Now fortunately, I don’t think we’ll actually get to a point where massive food shortages effect us. Double digit unemployment runs the risk, and the lobbyists asking for subsidies to increase pork prices will contribute to the problem, but I think that food is plentiful enough that even a manipulated economy will find a way to avoid extreme shortages. A severe shock to oil and I call the bet off, but that’s the path I see. Until then, your arguments will fall on deaf ears as people praise the new age of austerity.
He’s right on all counts. Part of the problem is that I tried to play on Robot-Heart’s field. I tried to appeal to her values—to explain how these kind of policies lead to a homogenization of society. To explain how they dull us as a people. How they lead to corruption, with only the connected or represented able to benefit from government policy. But these things can’t sway her, because WE MUST DO SOMETHING. And if I can’t solve the problem, then why shouldn’t we adopt her solution?

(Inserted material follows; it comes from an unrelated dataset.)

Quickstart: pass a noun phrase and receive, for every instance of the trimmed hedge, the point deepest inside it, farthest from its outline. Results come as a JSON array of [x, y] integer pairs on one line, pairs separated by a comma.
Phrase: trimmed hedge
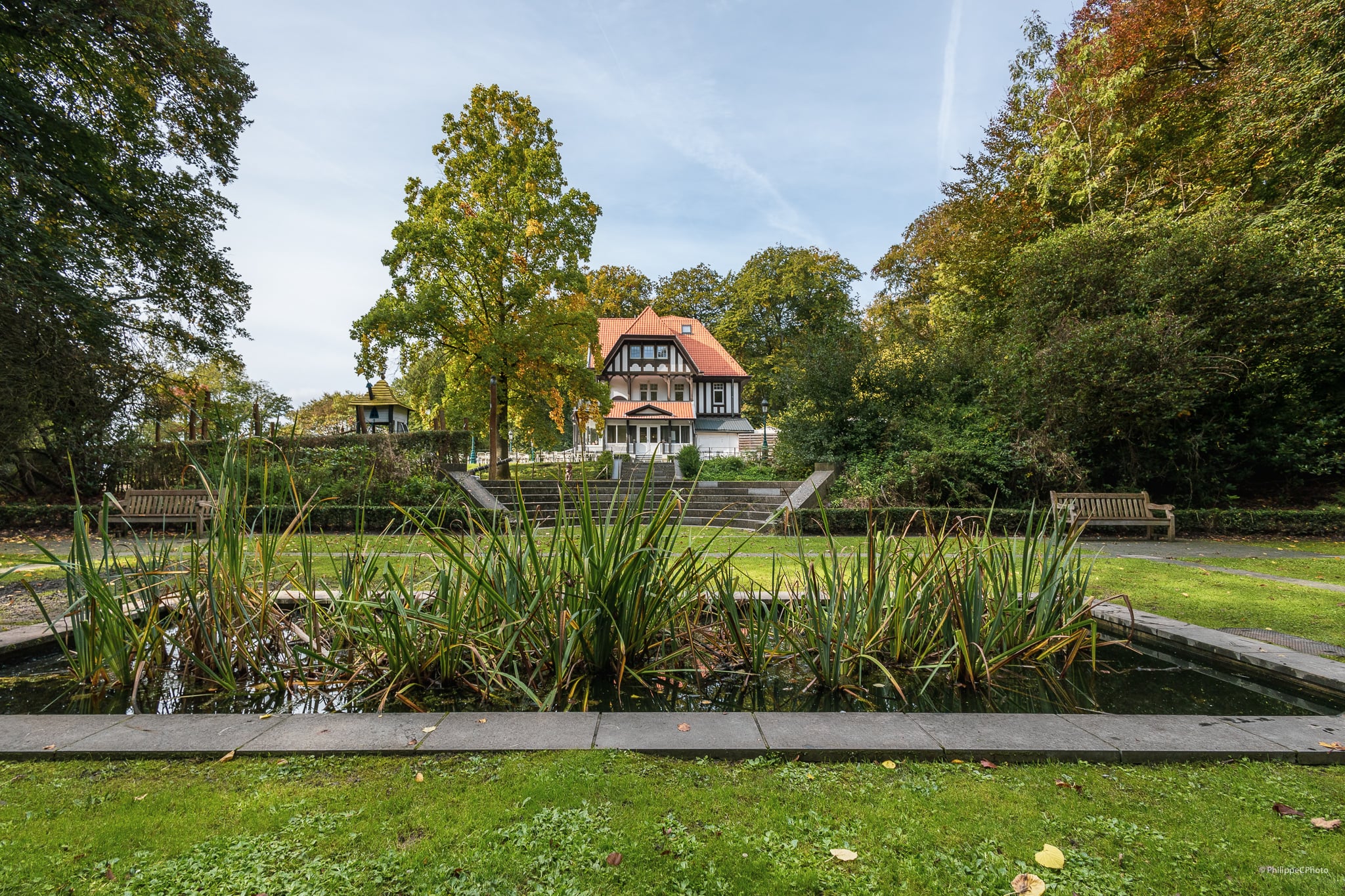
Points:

I tried to sway her with the idea that there must be a limit—can we really give tax credits for everything that is good? For education, and healthcare, and fitness, and literacy, and rest, and food? Doesn’t there have to be a limit? I thought this was a winning argument … but instead, she simply agreed … why not allow credits for all of these things. Or if not credits, why not a massive government program to take care of them. Health care—she has a program for that. Schools, she’ll make better, I’m sure. Food—free for kids, I’m assuming. Any problem, no, every problem—she can fix. She just needs to get her favorite people into office.
At the core of Robot-Heart’s thinking is the notion that tax credits (and indeed, any policies) are free. The idea that someone else will have to pay for them (whether now or later) seems like a complete fantasy to her. You might think that’s absurd, but her view is the popular one. This is how the government acts. Obama spends as if there are no repercussions—as if money is free. Bush did the same. When Robot-Heart professes these beliefs, she is within the mainstream of modern politics. This matters more today than actually being reasonable. Robot-Heart could be elected to office. I could not. This is depressing beyond belief to me.